Logo a sobrevivência de Galiza depende completamente do Estado. Não ha possibilidade de reprodução do país socialmente. Digo-o porque históricamente supõe-se que era a burguesia a que criava o estado-nação.
Não, depende unicamente de que o Bloque alcançar o governo da Xunta. Hoje em dia não há capacidade que dizes. O único que há é governar a Xunta de Galicia, em coligação naturalmente. E seria um grande sucesso para o nacionalismo galego, e isso sim permitiria criar cá dinâmicas e apoiar todo tipo de projectos económicos e sociais. Isso seria o que desencadearia un processo de apoio a todos os tipos de inciativas civis.
Os inquéritos dizem que há uma assunção da identiade galega muito mais profunda e extensa do que é o eleitorado do BNG, muito além. A base para o nacionalismo galego ultrapassa 30%, e isso da para governar, isso faz de ti a segunda força, atrás do PP, sem dúvida.

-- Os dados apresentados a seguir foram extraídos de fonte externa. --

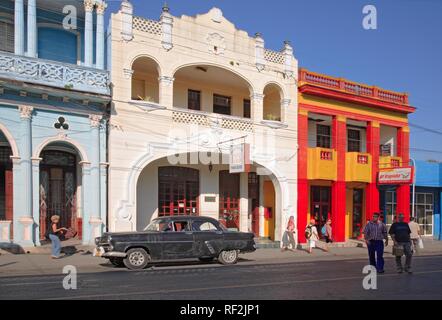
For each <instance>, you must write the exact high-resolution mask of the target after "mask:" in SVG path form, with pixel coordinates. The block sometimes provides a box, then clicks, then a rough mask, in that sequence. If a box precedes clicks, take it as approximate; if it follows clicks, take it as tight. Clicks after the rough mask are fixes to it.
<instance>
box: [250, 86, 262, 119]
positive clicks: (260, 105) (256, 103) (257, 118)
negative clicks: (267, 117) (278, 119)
mask: <svg viewBox="0 0 442 320" xmlns="http://www.w3.org/2000/svg"><path fill="white" fill-rule="evenodd" d="M250 108H251V118H252V120H253V122H255V123H259V122H261V121H262V120H263V114H264V95H263V94H259V93H255V94H253V95H252V96H250Z"/></svg>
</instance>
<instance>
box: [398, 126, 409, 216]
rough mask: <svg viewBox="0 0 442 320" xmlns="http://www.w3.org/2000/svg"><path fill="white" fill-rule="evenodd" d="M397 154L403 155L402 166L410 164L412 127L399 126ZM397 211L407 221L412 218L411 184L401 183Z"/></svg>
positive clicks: (399, 156)
mask: <svg viewBox="0 0 442 320" xmlns="http://www.w3.org/2000/svg"><path fill="white" fill-rule="evenodd" d="M397 155H398V157H401V159H402V162H401V167H408V166H410V129H409V128H408V127H402V128H399V129H398V131H397ZM396 193H397V213H398V214H399V213H403V214H404V215H405V221H409V219H410V185H408V184H407V185H401V186H399V187H398V188H397V191H396Z"/></svg>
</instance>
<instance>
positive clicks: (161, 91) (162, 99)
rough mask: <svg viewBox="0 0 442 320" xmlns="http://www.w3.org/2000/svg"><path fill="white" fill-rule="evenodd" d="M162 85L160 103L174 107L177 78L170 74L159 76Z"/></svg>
mask: <svg viewBox="0 0 442 320" xmlns="http://www.w3.org/2000/svg"><path fill="white" fill-rule="evenodd" d="M158 81H159V85H160V105H162V106H164V107H167V108H172V107H173V82H174V81H175V78H173V77H168V76H161V77H159V78H158Z"/></svg>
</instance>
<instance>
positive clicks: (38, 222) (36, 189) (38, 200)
mask: <svg viewBox="0 0 442 320" xmlns="http://www.w3.org/2000/svg"><path fill="white" fill-rule="evenodd" d="M41 160H42V159H41V158H32V159H31V161H32V194H33V199H32V207H33V212H32V215H33V219H34V221H35V222H36V223H37V224H38V225H39V224H40V161H41ZM34 235H35V236H34V242H35V245H36V246H39V245H40V228H35V232H34Z"/></svg>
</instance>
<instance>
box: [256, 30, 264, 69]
mask: <svg viewBox="0 0 442 320" xmlns="http://www.w3.org/2000/svg"><path fill="white" fill-rule="evenodd" d="M264 52H265V42H264V39H263V37H262V35H261V34H260V33H256V34H255V64H256V69H258V71H262V70H264V68H265V65H266V60H265V56H264Z"/></svg>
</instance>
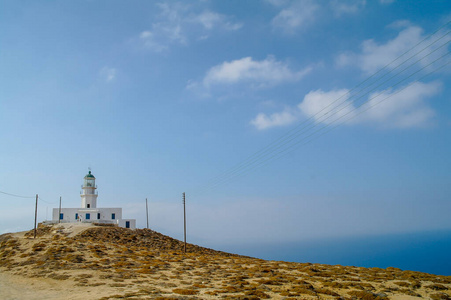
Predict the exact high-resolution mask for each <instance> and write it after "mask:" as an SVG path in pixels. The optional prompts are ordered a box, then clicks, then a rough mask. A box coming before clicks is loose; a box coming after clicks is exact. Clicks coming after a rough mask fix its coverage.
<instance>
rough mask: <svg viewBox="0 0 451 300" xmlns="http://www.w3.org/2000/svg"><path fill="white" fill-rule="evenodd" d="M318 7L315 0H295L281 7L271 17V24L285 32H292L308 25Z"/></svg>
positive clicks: (315, 13)
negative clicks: (285, 6)
mask: <svg viewBox="0 0 451 300" xmlns="http://www.w3.org/2000/svg"><path fill="white" fill-rule="evenodd" d="M319 8H320V7H319V5H318V4H317V3H316V2H315V1H311V0H302V1H295V2H292V3H291V4H290V5H289V6H288V7H285V8H284V9H282V10H281V11H280V12H279V13H278V14H277V15H276V16H275V17H274V18H273V19H272V22H271V24H272V26H273V27H274V28H276V29H281V30H282V31H284V32H285V33H294V32H295V31H296V30H298V29H302V28H306V27H308V26H310V25H311V23H313V22H314V20H315V18H316V14H317V12H318V11H319Z"/></svg>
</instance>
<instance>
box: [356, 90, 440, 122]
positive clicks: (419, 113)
mask: <svg viewBox="0 0 451 300" xmlns="http://www.w3.org/2000/svg"><path fill="white" fill-rule="evenodd" d="M440 90H441V84H439V83H438V82H432V83H422V82H414V83H413V84H412V85H410V86H408V87H407V88H406V89H404V90H391V89H388V90H385V91H382V92H380V93H377V94H371V95H370V96H369V99H370V100H369V101H368V103H367V104H365V105H363V106H362V107H361V108H360V109H359V111H361V112H362V114H361V115H360V116H358V117H357V118H356V122H370V123H378V124H382V125H383V126H384V127H396V128H410V127H424V126H428V125H430V124H431V122H432V119H433V117H434V116H435V112H434V110H433V109H432V108H431V107H430V106H429V105H428V103H426V101H425V100H426V99H427V98H430V97H432V96H435V95H436V94H438V93H439V92H440ZM376 96H377V97H376ZM388 97H390V98H388ZM386 98H387V100H383V99H386ZM382 100H383V101H382ZM381 101H382V102H381ZM379 102H381V103H380V104H377V103H379ZM376 104H377V105H376ZM368 108H371V109H368ZM367 109H368V110H367Z"/></svg>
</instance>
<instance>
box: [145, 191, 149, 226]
mask: <svg viewBox="0 0 451 300" xmlns="http://www.w3.org/2000/svg"><path fill="white" fill-rule="evenodd" d="M146 219H147V229H149V208H148V206H147V198H146Z"/></svg>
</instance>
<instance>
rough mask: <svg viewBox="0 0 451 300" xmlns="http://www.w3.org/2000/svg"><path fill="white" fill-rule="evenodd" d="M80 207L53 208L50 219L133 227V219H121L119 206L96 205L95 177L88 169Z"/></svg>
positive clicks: (83, 222)
mask: <svg viewBox="0 0 451 300" xmlns="http://www.w3.org/2000/svg"><path fill="white" fill-rule="evenodd" d="M81 189H82V191H81V193H80V197H81V207H79V208H66V207H63V208H61V209H58V208H54V209H53V216H52V220H51V221H46V222H47V223H49V224H52V223H75V222H81V223H94V224H113V225H117V226H119V227H124V228H130V229H135V228H136V220H135V219H122V208H121V207H97V197H98V194H97V185H96V178H95V177H94V175H93V174H92V173H91V170H89V172H88V174H86V176H85V177H84V178H83V185H82V186H81Z"/></svg>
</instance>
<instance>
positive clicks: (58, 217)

Qualquer projeto político de construção nacional, de reconstrucão da Galiza como país, não vai ser liderado pela burguesia. Vai ser um projeto político. É já um projeto político autónomo
Mas o BNG é identificado de esquerda, e con isso tiras votos desse setor, embora não do PP.
É aí que entra Ana Pontón. Pontón entra pessoalmente nas bases do PP e do PSOE, penetra nas casas. O Beiras tinha muitas coisas, era muito chamativo, mas a sociedade galega nunca o viu como presidente. No caso de Ana, ela entrou já por simpatia, ficando à frente de Rueda em simpatia social, embora Rueda tivesse todo o sistema midiático ao seu favor. Claro, talvez isso mude na campanha ao forçar Rueda o controle da mídia.
Uma última coisa. Tem a ver hoje o ’empresariado’ com a burguesia dos séculos XIX ou XX? Seguem a ser o mesmo?
Não o sei. Hoje os projetos possíveis são políticos, cívicos, de construção social, e não vejo projectos de classe. Também não vejo um projecto de classe proletária. Não há protagonismo de classe, e eu não sei se isso é bom ou mau. A ideia de classe que a esquerda desenpenhava está desaparecida, tanto sociologicamente como em todos os termos. O Bloque não é mais um projecto de classe, em absoluto. É um projeto de país, que se lhe oferece à sociedade, e os seus suportes não são de classe. E de facto seu sucesso político terá de ser cada vez mais transversal. Tem que ter um programa e o programa define, e limita, claro, mas na medida que ese programa ganhe apoios. É a política que irá direcionar os processos. Vai ser uma ou outra estratégia política. Serão projetos políticos e o que a cidadania escolher.